The success of these studies has inspired much larger ongoing studies from groups like Invitae and Children’s Mercy Hospital, Kansas City. 

Telomere-to-Telomere genome assemblies with HiFi reads 

We discussed in our publication how the accuracy of HiFi reads resolves similar but non-identical repeats without needing to fully span the repeats. The HiCanu and hifiasm assemblers apply this concept – including multiple improvements to squeeze more accuracy from HiFi reads – to generate reference-quality assemblies from HiFi reads alone. 
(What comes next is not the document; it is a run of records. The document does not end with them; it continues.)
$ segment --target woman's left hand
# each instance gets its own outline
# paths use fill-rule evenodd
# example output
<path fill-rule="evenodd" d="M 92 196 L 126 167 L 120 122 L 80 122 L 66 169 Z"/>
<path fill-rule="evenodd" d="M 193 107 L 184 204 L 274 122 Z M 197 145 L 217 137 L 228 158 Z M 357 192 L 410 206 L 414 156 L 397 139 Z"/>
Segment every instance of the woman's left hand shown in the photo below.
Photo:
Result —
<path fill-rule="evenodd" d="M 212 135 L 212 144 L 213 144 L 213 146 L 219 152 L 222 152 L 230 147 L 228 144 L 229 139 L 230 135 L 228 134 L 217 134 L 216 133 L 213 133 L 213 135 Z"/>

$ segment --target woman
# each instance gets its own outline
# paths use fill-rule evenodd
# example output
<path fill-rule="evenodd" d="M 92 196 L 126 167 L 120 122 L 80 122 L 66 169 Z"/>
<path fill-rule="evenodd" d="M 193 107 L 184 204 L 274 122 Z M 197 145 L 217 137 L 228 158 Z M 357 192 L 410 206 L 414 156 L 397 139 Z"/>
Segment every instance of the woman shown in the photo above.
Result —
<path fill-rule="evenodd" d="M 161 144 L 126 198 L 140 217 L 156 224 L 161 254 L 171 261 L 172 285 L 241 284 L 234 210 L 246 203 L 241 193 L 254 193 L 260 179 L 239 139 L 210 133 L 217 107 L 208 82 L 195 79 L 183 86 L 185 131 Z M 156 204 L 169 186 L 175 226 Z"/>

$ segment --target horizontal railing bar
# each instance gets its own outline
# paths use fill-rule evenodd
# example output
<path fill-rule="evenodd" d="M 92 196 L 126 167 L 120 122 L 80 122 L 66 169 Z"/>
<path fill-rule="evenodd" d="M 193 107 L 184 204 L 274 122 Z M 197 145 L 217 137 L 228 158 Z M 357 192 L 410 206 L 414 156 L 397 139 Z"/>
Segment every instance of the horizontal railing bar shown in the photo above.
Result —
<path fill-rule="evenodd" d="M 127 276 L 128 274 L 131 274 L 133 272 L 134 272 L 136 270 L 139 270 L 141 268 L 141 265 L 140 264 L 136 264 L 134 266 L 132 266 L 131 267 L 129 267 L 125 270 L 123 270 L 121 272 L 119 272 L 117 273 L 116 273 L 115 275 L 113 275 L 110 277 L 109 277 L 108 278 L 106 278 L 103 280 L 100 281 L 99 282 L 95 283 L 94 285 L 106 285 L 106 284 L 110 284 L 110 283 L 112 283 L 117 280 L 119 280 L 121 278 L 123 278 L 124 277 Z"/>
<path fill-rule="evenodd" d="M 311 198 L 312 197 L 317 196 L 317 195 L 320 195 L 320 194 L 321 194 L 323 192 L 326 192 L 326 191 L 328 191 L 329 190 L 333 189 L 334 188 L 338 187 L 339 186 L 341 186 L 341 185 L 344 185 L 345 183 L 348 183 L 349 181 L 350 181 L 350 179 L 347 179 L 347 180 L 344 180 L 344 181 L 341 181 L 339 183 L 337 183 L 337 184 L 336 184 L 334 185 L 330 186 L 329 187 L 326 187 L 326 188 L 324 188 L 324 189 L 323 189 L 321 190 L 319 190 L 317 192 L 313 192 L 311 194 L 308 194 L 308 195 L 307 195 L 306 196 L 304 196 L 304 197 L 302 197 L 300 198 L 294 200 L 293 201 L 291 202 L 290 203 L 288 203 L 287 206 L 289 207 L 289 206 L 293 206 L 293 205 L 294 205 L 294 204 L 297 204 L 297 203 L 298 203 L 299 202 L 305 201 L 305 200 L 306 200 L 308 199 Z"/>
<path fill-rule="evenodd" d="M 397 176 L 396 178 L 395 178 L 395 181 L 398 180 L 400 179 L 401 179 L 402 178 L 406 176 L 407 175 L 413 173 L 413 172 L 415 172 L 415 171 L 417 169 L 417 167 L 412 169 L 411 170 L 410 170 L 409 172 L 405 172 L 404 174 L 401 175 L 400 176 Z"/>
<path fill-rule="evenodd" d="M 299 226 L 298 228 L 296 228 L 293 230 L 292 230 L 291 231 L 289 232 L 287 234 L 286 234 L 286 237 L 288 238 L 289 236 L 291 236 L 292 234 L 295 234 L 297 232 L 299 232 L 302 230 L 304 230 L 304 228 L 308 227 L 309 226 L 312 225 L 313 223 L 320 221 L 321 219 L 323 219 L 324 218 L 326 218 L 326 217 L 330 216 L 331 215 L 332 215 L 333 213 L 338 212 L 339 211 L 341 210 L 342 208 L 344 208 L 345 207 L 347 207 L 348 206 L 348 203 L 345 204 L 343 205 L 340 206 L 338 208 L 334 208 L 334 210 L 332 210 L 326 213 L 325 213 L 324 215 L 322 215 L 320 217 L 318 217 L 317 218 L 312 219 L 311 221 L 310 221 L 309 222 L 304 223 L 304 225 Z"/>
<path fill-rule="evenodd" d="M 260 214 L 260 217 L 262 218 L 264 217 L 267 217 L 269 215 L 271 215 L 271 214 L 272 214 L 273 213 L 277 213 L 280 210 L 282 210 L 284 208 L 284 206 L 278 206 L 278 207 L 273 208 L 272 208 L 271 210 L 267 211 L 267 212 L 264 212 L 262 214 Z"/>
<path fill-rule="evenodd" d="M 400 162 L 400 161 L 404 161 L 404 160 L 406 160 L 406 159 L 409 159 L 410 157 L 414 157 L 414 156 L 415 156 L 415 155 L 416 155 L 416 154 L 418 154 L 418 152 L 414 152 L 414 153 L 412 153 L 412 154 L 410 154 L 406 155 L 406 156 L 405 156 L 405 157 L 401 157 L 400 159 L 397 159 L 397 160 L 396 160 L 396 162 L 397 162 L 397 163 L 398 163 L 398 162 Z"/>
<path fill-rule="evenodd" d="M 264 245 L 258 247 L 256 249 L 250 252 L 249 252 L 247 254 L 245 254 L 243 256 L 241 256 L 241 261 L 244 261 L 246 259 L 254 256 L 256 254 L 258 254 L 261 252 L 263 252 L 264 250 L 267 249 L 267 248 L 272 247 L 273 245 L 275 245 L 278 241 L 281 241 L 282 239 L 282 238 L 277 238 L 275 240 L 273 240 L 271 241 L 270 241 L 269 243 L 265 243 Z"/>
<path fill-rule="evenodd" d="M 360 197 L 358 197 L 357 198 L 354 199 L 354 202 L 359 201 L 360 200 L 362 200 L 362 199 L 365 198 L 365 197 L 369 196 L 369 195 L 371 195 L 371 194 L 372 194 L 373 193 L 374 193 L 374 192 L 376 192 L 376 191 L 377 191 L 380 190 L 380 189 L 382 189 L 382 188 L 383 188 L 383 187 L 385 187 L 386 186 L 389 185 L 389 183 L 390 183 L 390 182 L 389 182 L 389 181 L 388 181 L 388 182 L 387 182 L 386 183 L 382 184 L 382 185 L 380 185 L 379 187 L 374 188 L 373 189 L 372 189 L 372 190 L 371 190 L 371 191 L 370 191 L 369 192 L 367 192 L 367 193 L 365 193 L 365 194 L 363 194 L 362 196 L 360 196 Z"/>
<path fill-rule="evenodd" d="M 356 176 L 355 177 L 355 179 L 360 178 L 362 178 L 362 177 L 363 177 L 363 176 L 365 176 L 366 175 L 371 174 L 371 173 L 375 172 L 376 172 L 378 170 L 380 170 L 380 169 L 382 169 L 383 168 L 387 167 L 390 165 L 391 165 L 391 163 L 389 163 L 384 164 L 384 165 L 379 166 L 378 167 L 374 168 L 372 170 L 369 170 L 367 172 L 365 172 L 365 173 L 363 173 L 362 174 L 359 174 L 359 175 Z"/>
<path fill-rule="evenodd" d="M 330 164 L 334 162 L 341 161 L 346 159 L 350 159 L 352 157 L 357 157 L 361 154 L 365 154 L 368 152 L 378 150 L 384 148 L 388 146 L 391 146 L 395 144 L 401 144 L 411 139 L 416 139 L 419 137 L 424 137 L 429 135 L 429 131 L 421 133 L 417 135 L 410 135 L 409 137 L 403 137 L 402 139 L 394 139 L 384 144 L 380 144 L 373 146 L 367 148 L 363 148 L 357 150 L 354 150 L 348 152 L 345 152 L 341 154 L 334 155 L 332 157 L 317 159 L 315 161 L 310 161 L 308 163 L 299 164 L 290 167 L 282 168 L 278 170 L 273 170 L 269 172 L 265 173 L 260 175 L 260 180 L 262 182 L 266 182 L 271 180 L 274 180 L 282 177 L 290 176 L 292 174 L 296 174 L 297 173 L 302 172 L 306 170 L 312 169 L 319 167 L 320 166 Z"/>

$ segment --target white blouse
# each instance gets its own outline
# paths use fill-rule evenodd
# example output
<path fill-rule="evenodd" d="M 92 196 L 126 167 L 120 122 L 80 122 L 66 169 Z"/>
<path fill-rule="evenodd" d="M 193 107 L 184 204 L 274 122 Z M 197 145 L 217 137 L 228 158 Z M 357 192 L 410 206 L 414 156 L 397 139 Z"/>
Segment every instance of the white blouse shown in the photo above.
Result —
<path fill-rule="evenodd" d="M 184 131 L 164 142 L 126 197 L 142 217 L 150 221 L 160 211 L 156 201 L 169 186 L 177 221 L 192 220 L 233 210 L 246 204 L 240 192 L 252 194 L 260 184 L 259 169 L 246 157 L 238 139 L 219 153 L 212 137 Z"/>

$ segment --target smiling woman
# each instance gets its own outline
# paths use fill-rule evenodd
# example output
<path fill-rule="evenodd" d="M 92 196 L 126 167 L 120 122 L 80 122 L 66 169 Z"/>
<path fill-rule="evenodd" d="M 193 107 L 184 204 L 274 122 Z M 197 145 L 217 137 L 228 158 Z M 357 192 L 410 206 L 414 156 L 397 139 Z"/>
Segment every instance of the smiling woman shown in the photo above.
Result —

A HiCanu assembly served as the base for the Telomere-to-Telomere (T2T) Consortium to produce the first ever complete gap-less assemblies of most chromosomes for one human individual. The Human Pangenome Reference Consortium is using HiFi reads and similar assembly approaches for hundreds of human individuals with the goal of updating the human reference genome to better represent the entire population. 

HiFi sequencing of Earth’s biodiversity 

HiFi reads have also been applied successfully to assemble genomes larger and more complicated than human, including oat, rose, and redwood (a 27 Gb hexaploid). On the other end of the size spectrum, HiFi sequencing has opened opportunities to sequence metagenomes and smaller species with little available DNA that previously were extremely challenging for long reads. To support further methods development and allow interested scientists a chance to evaluate the power of HiFi data, we have recently published a paper describing five publicly available HiFi datasets covering a diverse set of organisms.  The data set spans a range of genome sizes, complexities, and ploidy levels: including inbred maize, an inbred mouse, an outbred diploid frog (17 Gb genome), an octoploid strawberry, and a mock metagenome community. 

 I am confident that there remains much headroom to improve HiFi sequencing and its applications, and I am excited to see what progress will come in 2021 and beyond!